The Sixth Circuit reiterated that automatic meal break deductions are lawful under the FLSA, but reminded employers that if they know or have reason to believe that employees are continuing to work during breaks then the time may be compensable.  The Court focused on whether Baptist had actual or constructive knowledge that White worked without pay during meal periods.  Citing heavily to Fifth, Eighth and Ninth Circuit overtime cases discussing constructive knowledge, the Court found that there was no way Baptist should have known that White was not paid for compensable work during meal periods because she decided not to comply with Baptist’s procedures, and there was no evidence that she complained about being paid improperly. 

This decision is helpful for employers who use automatic meal period deduction policies for several reasons.  First, the Sixth Circuit stated that “when the employee fails to follow reasonable time reporting procedures, she prevents the employer from knowing its obligation to compensate the employee and thwarts the employer’s ability to comply with the FLSA.”  Employers who choose such policies must establish and clearly communicate processes by which employees are accountable to record uncompensated work time, ensure that employees understand and acknowledge their role in these processes, and monitor and respond appropriately when the processes are used to record time “by exception.”  Second, White establishes that the standard for constructive knowledge of uncompensated work time is whether the employer should have known, not whether it could have known.  This standard will undermine employees’ arguments that the employer is obligated to sift through peripheral records to determine if employees were in fact performing work off-the-clock, and illustrates that placing some burden on employees to bring such work to the attention of the employer is appropriate. 

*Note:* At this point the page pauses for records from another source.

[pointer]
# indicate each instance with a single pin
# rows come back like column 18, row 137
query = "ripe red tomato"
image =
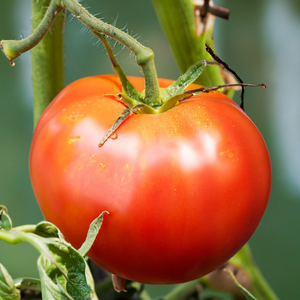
column 185, row 189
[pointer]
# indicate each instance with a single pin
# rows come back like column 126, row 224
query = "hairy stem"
column 48, row 73
column 180, row 23
column 144, row 55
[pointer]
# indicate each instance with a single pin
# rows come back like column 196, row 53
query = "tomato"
column 185, row 189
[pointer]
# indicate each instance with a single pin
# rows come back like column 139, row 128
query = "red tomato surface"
column 185, row 189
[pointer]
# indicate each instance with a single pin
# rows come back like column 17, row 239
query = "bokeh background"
column 261, row 42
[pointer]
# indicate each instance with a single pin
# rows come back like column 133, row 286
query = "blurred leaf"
column 247, row 294
column 28, row 284
column 5, row 221
column 8, row 290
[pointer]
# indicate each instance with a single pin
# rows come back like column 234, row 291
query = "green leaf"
column 69, row 270
column 208, row 294
column 246, row 293
column 92, row 234
column 8, row 290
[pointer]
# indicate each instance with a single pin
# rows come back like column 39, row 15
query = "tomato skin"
column 184, row 189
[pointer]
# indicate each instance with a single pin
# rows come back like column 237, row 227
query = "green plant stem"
column 182, row 290
column 178, row 21
column 47, row 56
column 41, row 23
column 144, row 55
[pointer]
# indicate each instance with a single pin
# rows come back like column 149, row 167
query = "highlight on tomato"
column 185, row 188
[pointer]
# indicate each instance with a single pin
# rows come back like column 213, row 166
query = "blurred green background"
column 261, row 42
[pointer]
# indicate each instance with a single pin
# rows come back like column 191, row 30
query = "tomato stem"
column 144, row 55
column 187, row 35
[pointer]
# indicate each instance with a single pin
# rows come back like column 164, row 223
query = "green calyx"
column 169, row 97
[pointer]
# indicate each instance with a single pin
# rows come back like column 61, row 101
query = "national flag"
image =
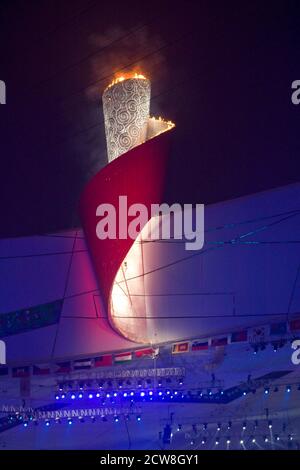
column 20, row 372
column 3, row 371
column 103, row 361
column 150, row 352
column 257, row 334
column 219, row 341
column 82, row 364
column 41, row 369
column 278, row 328
column 295, row 325
column 123, row 357
column 239, row 336
column 62, row 367
column 180, row 348
column 199, row 345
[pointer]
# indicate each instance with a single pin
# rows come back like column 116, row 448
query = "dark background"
column 221, row 70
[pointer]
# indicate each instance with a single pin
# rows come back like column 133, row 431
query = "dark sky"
column 221, row 70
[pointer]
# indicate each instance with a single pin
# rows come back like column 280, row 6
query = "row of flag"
column 77, row 365
column 250, row 335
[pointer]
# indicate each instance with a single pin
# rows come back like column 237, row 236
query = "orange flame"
column 126, row 76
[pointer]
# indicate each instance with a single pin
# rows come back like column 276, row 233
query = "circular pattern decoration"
column 126, row 107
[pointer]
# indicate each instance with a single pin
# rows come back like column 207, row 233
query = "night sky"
column 221, row 70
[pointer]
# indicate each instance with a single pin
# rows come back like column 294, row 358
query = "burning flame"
column 126, row 76
column 169, row 124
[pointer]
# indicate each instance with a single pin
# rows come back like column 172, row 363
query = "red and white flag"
column 148, row 352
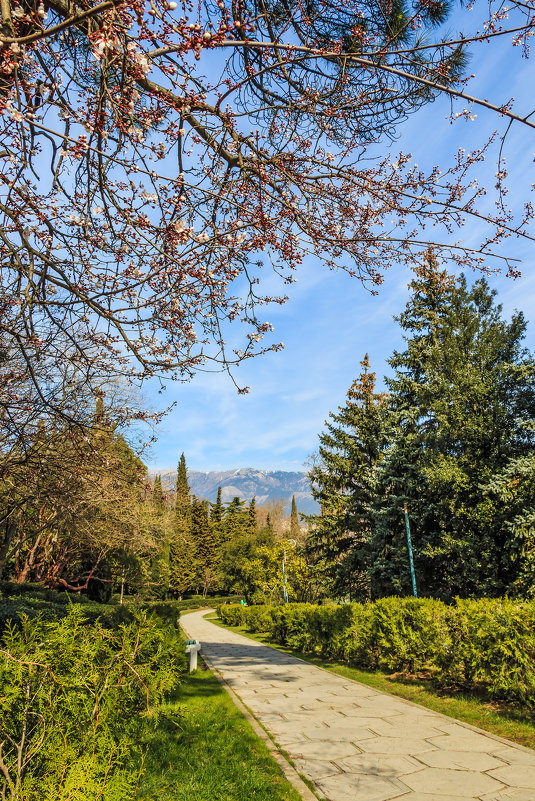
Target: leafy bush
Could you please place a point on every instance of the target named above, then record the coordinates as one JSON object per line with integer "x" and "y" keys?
{"x": 486, "y": 643}
{"x": 75, "y": 700}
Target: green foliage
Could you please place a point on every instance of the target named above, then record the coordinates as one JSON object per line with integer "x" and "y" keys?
{"x": 484, "y": 644}
{"x": 29, "y": 600}
{"x": 454, "y": 440}
{"x": 343, "y": 481}
{"x": 76, "y": 700}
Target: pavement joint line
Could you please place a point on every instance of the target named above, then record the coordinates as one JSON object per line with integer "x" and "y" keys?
{"x": 282, "y": 761}
{"x": 423, "y": 754}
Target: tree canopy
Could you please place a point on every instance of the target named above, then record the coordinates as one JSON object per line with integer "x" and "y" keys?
{"x": 150, "y": 154}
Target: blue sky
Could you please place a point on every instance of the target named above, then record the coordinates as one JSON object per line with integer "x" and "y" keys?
{"x": 331, "y": 321}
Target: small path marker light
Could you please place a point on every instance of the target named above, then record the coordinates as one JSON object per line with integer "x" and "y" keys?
{"x": 192, "y": 648}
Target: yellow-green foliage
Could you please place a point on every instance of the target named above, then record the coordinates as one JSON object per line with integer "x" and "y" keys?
{"x": 486, "y": 643}
{"x": 75, "y": 699}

The lengthy White dissent, which challenged the majority’s focus on constructive rather than actual knowledge, cited White’s testimony that she occasionally reported a missed or interrupted break in the exception log for which Baptist did not pay her.  The dissenting judge found this evidence sufficient to create a triable issue of material fact – whether Baptist had actual knowledge of White’s uncompensated work – that rendered summary judgment inappropriate.  We can expect employees to use the logic of the dissent as a roadmap and continue to attempt to defeat summary judgment by pointing to even the slightest evidence that they complained of, or their employer should have known of, unpaid work performed off-the-clock, even if the employee failed to report all of it by exception. 

The White decision follows the same Court’s prior Frye decision that decertified another FLSA collective action against Baptist, furthering its message that automatic meal period deduction cases, depending as they do on employer knowledge, are difficult to maintain on a class-wide or collective basis.